Он жил во втором подъезде старой пятиэтажки, в квартире с вечно зашторенными окнами, где даже среди бела дня горела тусклая настольная лампа, отбрасывающая дрожащие тени на облупившиеся обои. Эти обои – жёлтые, с едва заметным растительным орнаментом – видели лучше времена, но теперь их узор терялся под слоями пыли и трещинами, расходящимися, словно морщины на лице старика. Воздух в квартире был особенным – густым, застоявшимся, пропитанным запахом старых книг и чего-то ещё, чего нельзя было определить. Может, так пахло одиночество. Или ожидание.
Никто не помнил, когда он здесь появился – казалось, он существовал здесь всегда, как существует сам воздух, как существуют трещины в стенах, как существует тихий скрип дверей в подъезде. Старухи на лавочках уверяли, что помнят его ещё мальчишкой, но не могли сказать, кто были его родители. Дети во дворе клялись, что он жил здесь "ещё до войны", хотя какая война могла быть в их мирном дворе? Он был частью пейзажа, но при этом – чужаком. Его молчаливое присутствие стало чем-то вроде фонового шума, на который перестаёшь обращать внимание, но который внезапно становится заметен, когда исчезает.

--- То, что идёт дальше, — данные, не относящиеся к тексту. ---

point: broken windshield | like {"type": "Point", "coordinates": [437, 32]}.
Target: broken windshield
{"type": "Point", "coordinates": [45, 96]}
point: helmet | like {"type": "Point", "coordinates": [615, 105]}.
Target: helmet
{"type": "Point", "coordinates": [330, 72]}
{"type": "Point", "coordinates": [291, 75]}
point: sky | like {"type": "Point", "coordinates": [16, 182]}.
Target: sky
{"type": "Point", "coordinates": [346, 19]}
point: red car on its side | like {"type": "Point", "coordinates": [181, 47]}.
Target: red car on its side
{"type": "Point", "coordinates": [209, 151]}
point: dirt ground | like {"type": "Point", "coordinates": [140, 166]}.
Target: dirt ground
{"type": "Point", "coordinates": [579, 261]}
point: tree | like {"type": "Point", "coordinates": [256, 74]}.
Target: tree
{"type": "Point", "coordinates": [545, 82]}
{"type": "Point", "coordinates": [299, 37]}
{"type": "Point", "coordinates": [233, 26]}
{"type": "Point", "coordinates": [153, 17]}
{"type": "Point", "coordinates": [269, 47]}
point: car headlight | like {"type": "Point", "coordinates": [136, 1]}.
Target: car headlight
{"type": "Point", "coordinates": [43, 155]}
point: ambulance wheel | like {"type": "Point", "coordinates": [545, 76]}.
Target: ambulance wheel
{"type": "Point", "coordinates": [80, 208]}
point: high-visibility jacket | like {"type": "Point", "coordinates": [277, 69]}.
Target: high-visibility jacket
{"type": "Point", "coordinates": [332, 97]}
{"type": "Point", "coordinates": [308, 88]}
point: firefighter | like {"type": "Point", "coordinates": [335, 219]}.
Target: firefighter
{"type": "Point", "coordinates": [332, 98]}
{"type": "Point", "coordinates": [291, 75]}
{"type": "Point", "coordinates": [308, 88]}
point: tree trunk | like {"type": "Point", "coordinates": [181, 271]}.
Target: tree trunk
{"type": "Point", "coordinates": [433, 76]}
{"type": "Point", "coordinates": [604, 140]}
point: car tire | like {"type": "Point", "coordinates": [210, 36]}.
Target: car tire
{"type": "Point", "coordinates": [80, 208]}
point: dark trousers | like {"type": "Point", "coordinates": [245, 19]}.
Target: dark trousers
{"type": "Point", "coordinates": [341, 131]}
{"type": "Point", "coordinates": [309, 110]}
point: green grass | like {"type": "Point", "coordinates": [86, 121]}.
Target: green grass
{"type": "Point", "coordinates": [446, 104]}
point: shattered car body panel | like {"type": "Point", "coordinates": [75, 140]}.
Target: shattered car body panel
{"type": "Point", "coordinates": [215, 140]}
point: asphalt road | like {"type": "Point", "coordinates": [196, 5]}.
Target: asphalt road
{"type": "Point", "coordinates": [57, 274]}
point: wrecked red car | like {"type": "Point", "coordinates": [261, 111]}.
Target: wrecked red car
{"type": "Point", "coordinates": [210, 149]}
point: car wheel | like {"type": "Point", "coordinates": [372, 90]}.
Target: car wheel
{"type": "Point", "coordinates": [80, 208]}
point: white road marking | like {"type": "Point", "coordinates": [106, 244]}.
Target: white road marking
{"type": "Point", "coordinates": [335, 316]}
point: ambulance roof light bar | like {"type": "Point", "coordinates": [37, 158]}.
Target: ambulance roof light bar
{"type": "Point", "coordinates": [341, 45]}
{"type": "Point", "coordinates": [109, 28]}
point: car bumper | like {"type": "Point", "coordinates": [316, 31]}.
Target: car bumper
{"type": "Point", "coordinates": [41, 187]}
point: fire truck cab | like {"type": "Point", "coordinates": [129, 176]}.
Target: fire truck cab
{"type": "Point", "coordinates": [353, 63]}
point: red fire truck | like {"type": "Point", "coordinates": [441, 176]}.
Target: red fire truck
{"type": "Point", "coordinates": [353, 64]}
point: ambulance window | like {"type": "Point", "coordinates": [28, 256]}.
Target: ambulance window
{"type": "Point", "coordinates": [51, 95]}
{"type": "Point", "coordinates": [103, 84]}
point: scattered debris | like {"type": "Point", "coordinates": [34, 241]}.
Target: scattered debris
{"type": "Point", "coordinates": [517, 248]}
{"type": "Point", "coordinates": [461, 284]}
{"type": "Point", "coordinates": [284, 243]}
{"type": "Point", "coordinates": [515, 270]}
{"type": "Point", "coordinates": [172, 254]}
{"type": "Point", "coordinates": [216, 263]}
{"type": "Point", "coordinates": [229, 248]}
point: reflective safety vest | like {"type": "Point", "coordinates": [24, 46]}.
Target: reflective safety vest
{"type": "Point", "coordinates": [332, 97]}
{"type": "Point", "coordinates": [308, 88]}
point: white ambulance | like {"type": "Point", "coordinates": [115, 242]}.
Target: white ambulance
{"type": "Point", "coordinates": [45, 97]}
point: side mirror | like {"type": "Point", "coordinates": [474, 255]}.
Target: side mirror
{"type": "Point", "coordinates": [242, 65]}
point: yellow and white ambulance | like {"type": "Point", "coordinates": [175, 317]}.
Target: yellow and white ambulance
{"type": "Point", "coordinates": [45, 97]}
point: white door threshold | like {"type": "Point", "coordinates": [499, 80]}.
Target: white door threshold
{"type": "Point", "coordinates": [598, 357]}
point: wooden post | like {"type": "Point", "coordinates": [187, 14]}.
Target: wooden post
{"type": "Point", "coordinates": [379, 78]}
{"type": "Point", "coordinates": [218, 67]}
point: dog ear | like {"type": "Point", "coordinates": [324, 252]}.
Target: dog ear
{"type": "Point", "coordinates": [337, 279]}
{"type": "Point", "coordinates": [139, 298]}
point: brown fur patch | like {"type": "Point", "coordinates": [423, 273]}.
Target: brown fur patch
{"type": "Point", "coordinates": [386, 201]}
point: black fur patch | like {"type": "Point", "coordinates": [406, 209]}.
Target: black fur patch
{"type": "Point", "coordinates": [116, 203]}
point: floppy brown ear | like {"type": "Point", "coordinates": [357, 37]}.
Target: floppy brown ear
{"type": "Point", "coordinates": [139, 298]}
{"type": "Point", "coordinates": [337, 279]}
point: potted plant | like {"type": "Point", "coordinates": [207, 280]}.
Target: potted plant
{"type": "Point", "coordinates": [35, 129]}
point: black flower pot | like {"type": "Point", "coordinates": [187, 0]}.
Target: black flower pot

Его появление во дворе всегда было внезапным: дверь подъезда распахивалась с такой силой, будто кто-то выталкивал его наружу, и он сразу же бросался вперёд, не идя, а именно бежал, словно боясь, что земля под ногами вот-вот провалится, а воздух вокруг отравит его, если он задержится хоть на секунду. Его бег был особенным – не спортивным, не грациозным, а каким-то… необходимым. Он не бежал, как бегут на тренировке или за автобусом. Он бежал, как бегут во сне, когда ноги становятся ватными, а преследователь дышит в спину.